Module for scraping UC Merced's class schedules
Project description
UCMercedule: Scraper
A Python module that scrapes UC Merced class schedules for you!
API
Using this module pretty much just entails 1. creating a Schedule instance and 2. reading its data attributes; see below for more details.
ucmscraper.Schedule
A Schedule
instance object is a fully parsed UC Merced schedule page from a
given term.
The Schedule
class is a record type/plain old data structure, meaning it
really only structures data into fields and provides very little functionality
on its own.

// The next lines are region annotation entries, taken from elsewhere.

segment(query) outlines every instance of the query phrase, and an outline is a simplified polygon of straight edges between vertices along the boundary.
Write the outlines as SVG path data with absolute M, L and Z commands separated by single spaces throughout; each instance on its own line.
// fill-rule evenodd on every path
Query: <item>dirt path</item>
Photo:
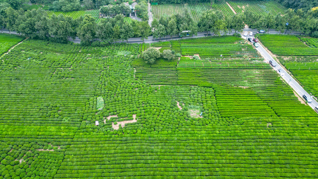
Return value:
M 116 115 L 110 115 L 107 117 L 107 120 L 110 120 L 111 117 L 118 117 L 118 116 Z M 104 117 L 104 123 L 106 123 L 106 119 L 105 119 L 105 117 Z
M 1 56 L 0 56 L 0 59 L 2 58 L 2 57 L 3 56 L 4 56 L 4 55 L 5 55 L 6 54 L 7 54 L 9 53 L 9 52 L 10 52 L 14 48 L 14 47 L 16 47 L 17 46 L 20 45 L 21 43 L 23 42 L 23 41 L 27 39 L 28 39 L 29 37 L 27 37 L 25 39 L 21 41 L 21 42 L 18 43 L 17 44 L 16 44 L 15 45 L 14 45 L 14 46 L 11 47 L 9 50 L 8 50 L 8 51 L 6 52 L 6 53 L 4 53 L 4 54 L 3 54 Z M 2 59 L 2 61 L 3 62 L 3 59 Z
M 297 94 L 297 93 L 296 92 L 295 92 L 294 90 L 293 90 L 293 92 L 294 92 L 295 95 L 296 96 L 296 97 L 297 97 L 297 98 L 298 98 L 298 100 L 300 101 L 300 102 L 302 103 L 302 104 L 304 104 L 305 105 L 308 105 L 306 102 L 305 102 L 304 99 L 300 97 L 300 96 L 299 96 L 299 95 L 298 95 L 298 94 Z
M 227 3 L 227 4 L 228 4 L 228 5 L 229 5 L 229 7 L 230 7 L 231 10 L 232 10 L 232 11 L 233 11 L 233 13 L 234 13 L 235 14 L 236 14 L 237 13 L 237 12 L 236 12 L 235 10 L 234 10 L 234 9 L 233 8 L 233 7 L 232 7 L 232 6 L 231 6 L 231 5 L 230 5 L 229 2 L 226 2 L 226 3 Z
M 112 126 L 114 128 L 114 130 L 117 130 L 119 129 L 119 124 L 121 124 L 121 127 L 124 127 L 124 126 L 125 126 L 125 124 L 126 124 L 133 123 L 133 122 L 137 122 L 137 119 L 136 119 L 136 114 L 133 114 L 133 118 L 134 118 L 133 120 L 129 120 L 129 121 L 123 121 L 117 122 L 117 124 L 114 124 L 114 123 L 113 122 L 112 123 Z
M 151 12 L 151 6 L 150 3 L 148 2 L 148 16 L 149 16 L 149 20 L 148 20 L 148 23 L 149 25 L 151 26 L 151 23 L 153 22 L 153 13 Z
M 177 105 L 178 106 L 178 107 L 179 108 L 179 109 L 180 109 L 180 110 L 182 110 L 182 107 L 180 106 L 180 104 L 179 104 L 179 101 L 177 101 Z

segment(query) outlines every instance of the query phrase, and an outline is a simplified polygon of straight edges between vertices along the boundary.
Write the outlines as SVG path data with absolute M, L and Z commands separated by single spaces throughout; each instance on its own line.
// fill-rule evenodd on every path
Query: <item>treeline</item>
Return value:
M 97 24 L 90 14 L 73 19 L 62 14 L 49 16 L 42 8 L 24 12 L 9 7 L 2 12 L 0 13 L 0 27 L 31 38 L 59 43 L 67 43 L 70 38 L 75 39 L 77 36 L 83 44 L 92 45 L 94 39 L 98 38 L 101 42 L 96 41 L 93 45 L 103 45 L 131 37 L 146 39 L 151 35 L 147 21 L 133 20 L 129 24 L 121 14 L 102 19 Z
M 318 0 L 278 0 L 278 1 L 286 7 L 294 9 L 303 8 L 308 10 L 318 6 Z
M 198 31 L 220 35 L 233 31 L 241 32 L 245 24 L 258 30 L 274 29 L 281 32 L 292 30 L 318 37 L 318 8 L 308 11 L 289 9 L 284 14 L 277 15 L 255 15 L 247 10 L 231 17 L 225 17 L 221 11 L 210 9 L 204 12 L 196 23 L 185 7 L 181 14 L 155 19 L 151 28 L 147 21 L 133 20 L 129 23 L 121 14 L 102 19 L 97 24 L 95 19 L 89 15 L 73 19 L 62 15 L 49 16 L 41 8 L 26 12 L 11 7 L 4 10 L 0 8 L 0 27 L 32 38 L 60 43 L 67 43 L 69 38 L 77 36 L 81 40 L 81 43 L 86 45 L 103 46 L 119 40 L 127 41 L 131 37 L 145 39 L 152 35 L 159 39 L 165 36 L 192 36 Z

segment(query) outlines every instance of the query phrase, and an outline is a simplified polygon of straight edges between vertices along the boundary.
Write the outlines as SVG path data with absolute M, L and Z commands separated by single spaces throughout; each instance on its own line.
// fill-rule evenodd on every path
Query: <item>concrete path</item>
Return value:
M 253 38 L 253 36 L 247 36 L 247 37 Z M 242 36 L 242 38 L 246 39 L 246 37 Z M 266 51 L 265 47 L 262 46 L 262 44 L 259 44 L 258 47 L 256 48 L 256 50 L 259 52 L 261 55 L 265 59 L 265 60 L 268 63 L 269 63 L 270 60 L 274 61 L 276 63 L 276 66 L 274 67 L 272 66 L 272 68 L 279 74 L 282 79 L 283 79 L 301 97 L 303 97 L 303 95 L 306 94 L 308 96 L 311 96 L 310 94 L 306 91 L 303 87 L 295 80 L 290 75 L 287 73 L 287 71 L 283 68 L 277 62 L 276 62 L 274 58 L 270 55 L 270 54 Z M 284 73 L 279 74 L 278 72 L 278 69 L 281 69 Z M 318 102 L 314 98 L 312 97 L 313 102 L 311 103 L 308 103 L 308 105 L 311 106 L 313 109 L 315 108 L 315 107 L 318 106 Z
M 148 16 L 149 17 L 149 20 L 148 20 L 148 23 L 149 25 L 151 27 L 151 23 L 153 22 L 153 13 L 151 12 L 151 6 L 150 5 L 150 3 L 148 2 Z

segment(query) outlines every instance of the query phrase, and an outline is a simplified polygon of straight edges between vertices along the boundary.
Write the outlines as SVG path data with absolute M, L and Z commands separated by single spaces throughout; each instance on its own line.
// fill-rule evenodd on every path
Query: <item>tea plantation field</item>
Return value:
M 188 3 L 186 7 L 190 10 L 193 19 L 198 21 L 201 14 L 205 10 L 209 9 L 210 5 L 210 3 L 208 2 L 196 2 Z M 159 19 L 162 15 L 181 14 L 182 9 L 185 6 L 185 5 L 181 4 L 161 4 L 153 5 L 151 8 L 154 17 Z M 217 1 L 213 5 L 212 8 L 221 10 L 223 12 L 223 14 L 226 16 L 231 16 L 234 15 L 234 13 L 225 2 Z
M 274 0 L 231 0 L 228 1 L 237 13 L 249 10 L 257 15 L 283 14 L 287 8 Z
M 318 40 L 274 35 L 261 35 L 259 39 L 304 89 L 318 97 Z
M 318 178 L 318 114 L 239 38 L 27 39 L 0 60 L 1 179 Z

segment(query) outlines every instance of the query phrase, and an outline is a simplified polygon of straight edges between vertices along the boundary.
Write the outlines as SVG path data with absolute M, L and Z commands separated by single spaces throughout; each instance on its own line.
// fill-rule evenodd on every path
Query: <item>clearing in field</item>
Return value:
M 189 3 L 186 4 L 162 4 L 152 5 L 154 17 L 159 19 L 162 15 L 170 15 L 173 14 L 181 14 L 184 7 L 189 8 L 193 19 L 198 21 L 201 14 L 210 8 L 210 3 L 208 2 Z M 224 2 L 216 1 L 212 8 L 222 11 L 226 16 L 231 16 L 234 14 L 230 7 Z
M 317 178 L 318 114 L 241 40 L 152 44 L 201 59 L 150 65 L 150 44 L 26 40 L 0 61 L 0 178 Z
M 278 35 L 260 35 L 259 38 L 305 90 L 318 97 L 318 40 Z

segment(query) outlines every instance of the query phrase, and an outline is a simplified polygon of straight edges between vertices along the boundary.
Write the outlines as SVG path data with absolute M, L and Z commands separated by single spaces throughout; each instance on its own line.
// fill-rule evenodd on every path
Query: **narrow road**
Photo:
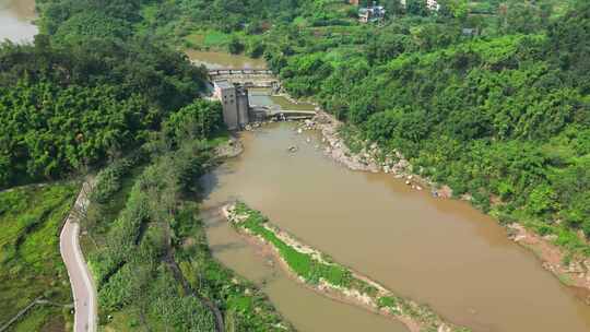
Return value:
M 74 332 L 96 332 L 96 288 L 80 249 L 80 220 L 88 205 L 92 181 L 85 181 L 59 237 L 61 258 L 68 269 L 74 299 Z

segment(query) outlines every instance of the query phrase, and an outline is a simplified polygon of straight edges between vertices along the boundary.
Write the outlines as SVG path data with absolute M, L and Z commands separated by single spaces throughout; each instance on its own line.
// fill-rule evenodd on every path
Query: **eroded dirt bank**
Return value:
M 288 233 L 271 225 L 262 215 L 243 203 L 222 208 L 225 218 L 241 234 L 257 239 L 273 253 L 284 271 L 308 288 L 340 301 L 359 306 L 370 311 L 397 319 L 411 332 L 468 332 L 442 320 L 429 307 L 397 296 L 370 277 L 335 263 L 324 253 L 311 248 Z M 305 262 L 316 272 L 308 272 Z M 334 274 L 344 277 L 334 277 Z M 318 277 L 318 280 L 315 280 Z

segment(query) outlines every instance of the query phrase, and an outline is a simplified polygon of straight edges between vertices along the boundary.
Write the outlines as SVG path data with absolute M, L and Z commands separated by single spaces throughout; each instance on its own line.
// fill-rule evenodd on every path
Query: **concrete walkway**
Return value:
M 93 181 L 85 181 L 59 237 L 74 299 L 74 332 L 96 332 L 96 287 L 80 249 L 80 220 L 85 216 Z

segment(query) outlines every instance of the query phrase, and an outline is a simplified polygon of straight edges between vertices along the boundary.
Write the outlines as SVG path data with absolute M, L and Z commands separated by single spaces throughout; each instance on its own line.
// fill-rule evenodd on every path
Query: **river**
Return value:
M 34 0 L 0 0 L 0 40 L 31 42 L 37 34 Z
M 34 19 L 34 1 L 0 0 L 0 38 L 32 40 Z M 204 57 L 210 67 L 263 67 L 260 60 L 225 60 L 219 54 L 191 56 Z M 216 211 L 239 198 L 337 261 L 475 331 L 590 331 L 590 307 L 509 241 L 495 221 L 464 202 L 413 191 L 391 176 L 345 169 L 316 149 L 317 133 L 298 135 L 293 129 L 280 123 L 243 133 L 244 154 L 203 178 L 203 209 Z M 287 154 L 293 144 L 299 151 Z M 219 216 L 205 222 L 214 256 L 259 284 L 300 331 L 405 331 L 286 277 Z
M 590 307 L 468 203 L 412 190 L 391 175 L 351 171 L 317 149 L 318 133 L 297 134 L 293 123 L 240 137 L 244 154 L 203 178 L 205 211 L 240 199 L 337 261 L 474 331 L 590 331 Z M 299 151 L 286 153 L 291 145 Z M 290 280 L 219 216 L 205 222 L 214 256 L 258 283 L 300 331 L 405 331 Z

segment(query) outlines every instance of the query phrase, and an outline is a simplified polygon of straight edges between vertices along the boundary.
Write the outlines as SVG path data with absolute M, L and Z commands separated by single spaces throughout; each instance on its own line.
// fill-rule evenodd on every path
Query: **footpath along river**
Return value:
M 288 107 L 284 99 L 258 93 L 253 98 Z M 510 241 L 496 221 L 465 202 L 412 190 L 390 175 L 351 171 L 323 155 L 318 133 L 297 134 L 294 126 L 241 133 L 245 152 L 202 183 L 214 256 L 261 285 L 297 329 L 405 330 L 290 280 L 214 213 L 224 202 L 245 201 L 303 242 L 474 331 L 590 331 L 590 307 Z M 298 152 L 287 153 L 291 145 Z

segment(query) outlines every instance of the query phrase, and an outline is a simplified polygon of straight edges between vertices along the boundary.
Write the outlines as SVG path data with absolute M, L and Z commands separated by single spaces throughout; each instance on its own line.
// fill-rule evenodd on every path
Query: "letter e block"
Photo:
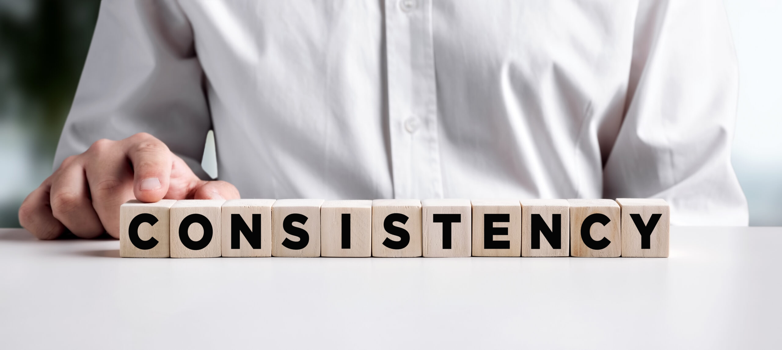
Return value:
M 522 199 L 522 256 L 570 255 L 566 199 Z
M 221 255 L 222 199 L 187 199 L 171 205 L 171 257 L 214 258 Z
M 421 201 L 372 201 L 372 256 L 421 256 Z
M 622 209 L 622 256 L 667 258 L 671 209 L 665 199 L 617 198 Z
M 321 205 L 321 256 L 372 255 L 372 201 L 326 201 Z
M 274 199 L 231 199 L 223 203 L 223 256 L 271 256 Z
M 472 254 L 469 199 L 425 199 L 421 207 L 424 256 L 457 258 Z
M 177 201 L 163 199 L 143 203 L 131 199 L 120 206 L 120 256 L 167 258 L 168 216 Z
M 611 199 L 569 199 L 570 255 L 616 258 L 622 255 L 619 205 Z
M 522 207 L 515 199 L 472 201 L 472 256 L 521 256 Z
M 271 205 L 271 255 L 321 256 L 323 199 L 279 199 Z

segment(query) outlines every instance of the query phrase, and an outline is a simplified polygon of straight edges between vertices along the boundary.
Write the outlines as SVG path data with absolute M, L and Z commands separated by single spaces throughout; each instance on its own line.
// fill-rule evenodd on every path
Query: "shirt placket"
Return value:
M 443 198 L 431 0 L 386 0 L 394 198 Z

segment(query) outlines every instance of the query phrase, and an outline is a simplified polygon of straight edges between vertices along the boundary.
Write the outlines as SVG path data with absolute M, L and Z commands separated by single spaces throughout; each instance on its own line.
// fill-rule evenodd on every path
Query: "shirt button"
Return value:
M 415 9 L 415 0 L 400 0 L 399 8 L 402 9 L 403 12 L 409 12 Z
M 421 127 L 421 120 L 417 116 L 411 116 L 404 120 L 404 130 L 413 134 Z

The Term
, Course
, and Section
classes that compose Schedule
follow the same vein. It is up to the client to implement their own functions
for handling these types.
Schedule
s can created in three ways: two involve a factory class method, and
one is a plain constructor.
1. ucmscraper.Schedule.fetch_latest()
Performs an HTTP request and, if successful, returns a Schedule object for the latest term (Fall 2019 at the time of writing).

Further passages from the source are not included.